It hurt to express how I was feeling, how the ground under my feet had simply split open, how the terrain I had come to rely upon suddenly was gone. It infuriated me that my parents would break a promise, not only between themselves, but to me. Of course, they never saw that side of things, and to this day, talk of the divorce between my mother and myself glosses over just how I was feeling during the events. It’s always and singularly focused on her, on her wrath and rage, and how she dealt with it all. I was simply written off because I fled to college.

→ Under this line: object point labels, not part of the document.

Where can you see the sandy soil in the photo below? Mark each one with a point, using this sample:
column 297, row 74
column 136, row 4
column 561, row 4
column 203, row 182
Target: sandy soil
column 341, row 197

I ran away then. I continued to run away, with the gut reaction of changing addresses to solve my problems, right on up into my adulthood. In some regards, I’m still away. Over the last couple of years, though, I have embraced a new-found ability to stop and turn into the wind of my past, with all of its shadows, and face some of it down. This is what I know now:
I still hold the promises I make to another person in the highest regard. When I say I am going to do something, or commit to a person in a way that is meaningful, I uphold my end of that bargain. I still hold the vows of marriage, the exchange of phrases that unite two people into one entity before the being they hold sacred and the people who matter most in their lives, as valuable. At my core, I am a traditionalist, with a root-tapping belief in the power that lies in forming something of permanence and matter with another human being. Each time I’ve fallen in love, beginning the development of a form, a thing, that I share with another man, I give it all that I have. I nurture it. I defend it. Sometimes, though, I spend too much time fussing over the details, the textures, the nuances, that I cause the dismantling of everything. For me, I can trace this insecurity, this worry, this anxiety, squarely back to the broken promises between my parents. I do not want their chaos in my life. I do not want to follow in those old patterns that led them to ultimately breaking their promises.

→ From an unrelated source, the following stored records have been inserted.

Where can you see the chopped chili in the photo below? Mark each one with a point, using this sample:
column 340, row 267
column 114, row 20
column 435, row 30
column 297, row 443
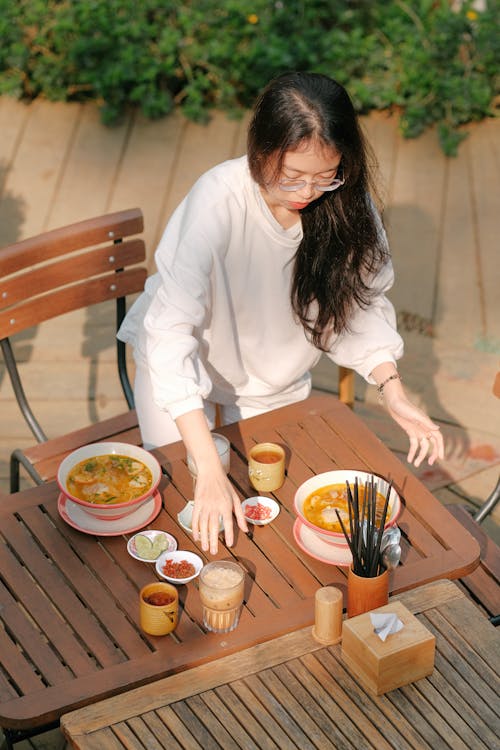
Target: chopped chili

The twist in all of this, for me, is that I’m standing at the precipice of breaking a vow I made with another man. I made an oath to stand with him, through everything, as a matter of bridging the gulf that had been forming between us. Naiveté, coupled with a longing to belong, and a strange brew of honor and duty, had me marry a man with whom I’d simply grown weary of. Still, I swore to him that I’d make the effort, put on his ring, and held my head up high, doing the best that I could to salvage what he and I had. The moment we started talking more about memories, more about our past, and stopped making arrangements for our present and future, I knew it was done. It was him, however, who ended it. It was he who screwed up the courage to tell me that we were done, on Independence Day, 2010. Right up until the end, I remained vested in the promise I had made to him.
I also know that I want to be in a stable, committed, shared relationship with a man. I may have met him recently, but as of yet, things are still new, still raw, and for my part, I still have unfinished business to attend to. I need to complete the separation from what came before. I need to go through the process of forgiving myself for making a promise I could not ultimately keep. I need to clean my slate and put my own house in order before I invite another man inside. I need to do this for myself, for my past, and for my future.

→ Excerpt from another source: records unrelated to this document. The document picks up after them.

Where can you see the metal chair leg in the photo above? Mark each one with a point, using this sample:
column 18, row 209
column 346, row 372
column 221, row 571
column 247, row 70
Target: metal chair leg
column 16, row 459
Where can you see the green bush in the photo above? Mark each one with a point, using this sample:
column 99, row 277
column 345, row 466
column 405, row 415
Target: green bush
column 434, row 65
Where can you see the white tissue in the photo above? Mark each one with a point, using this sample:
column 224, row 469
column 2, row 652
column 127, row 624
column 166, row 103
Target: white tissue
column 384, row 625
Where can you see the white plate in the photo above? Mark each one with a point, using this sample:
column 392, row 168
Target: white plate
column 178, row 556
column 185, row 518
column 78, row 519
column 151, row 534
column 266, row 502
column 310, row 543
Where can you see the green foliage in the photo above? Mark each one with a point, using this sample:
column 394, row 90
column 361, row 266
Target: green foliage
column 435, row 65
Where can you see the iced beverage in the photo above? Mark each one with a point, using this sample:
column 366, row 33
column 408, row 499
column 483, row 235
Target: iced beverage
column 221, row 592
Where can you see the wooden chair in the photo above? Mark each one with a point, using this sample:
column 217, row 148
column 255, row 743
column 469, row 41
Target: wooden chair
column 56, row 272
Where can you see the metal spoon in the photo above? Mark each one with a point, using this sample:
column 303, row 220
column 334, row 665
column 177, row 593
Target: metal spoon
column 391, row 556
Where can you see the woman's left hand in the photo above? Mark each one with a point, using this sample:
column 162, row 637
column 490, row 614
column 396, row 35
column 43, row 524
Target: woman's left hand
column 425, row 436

So begins the unwinding the creation I built with a man I once loved starting some fourteen years ago. Four years after the severance between us, and I’ve found the courage and drive to make the unbreakable broken, to retract my words said before his family and mine, and to legally sever the ties that we still share. I have the resources required to procure judgement and decision under the law. I have the wherewithal to know that this matters and has meaning in my life.
I would rather have the option to put my head in the sand, to not deal with this detail, and to simply go on living my life in this sort of limbo. I’d rather pack my things and get on a bus and run away from it. I know, however, that escape is not healthy in any manner. I need to clean up my present self in order to be better for my future. Finalizing this situation means being able to be more fully accountable to my present self. It’s a loose thread, broken and frayed as the promises that hung from it, dangling in the wind.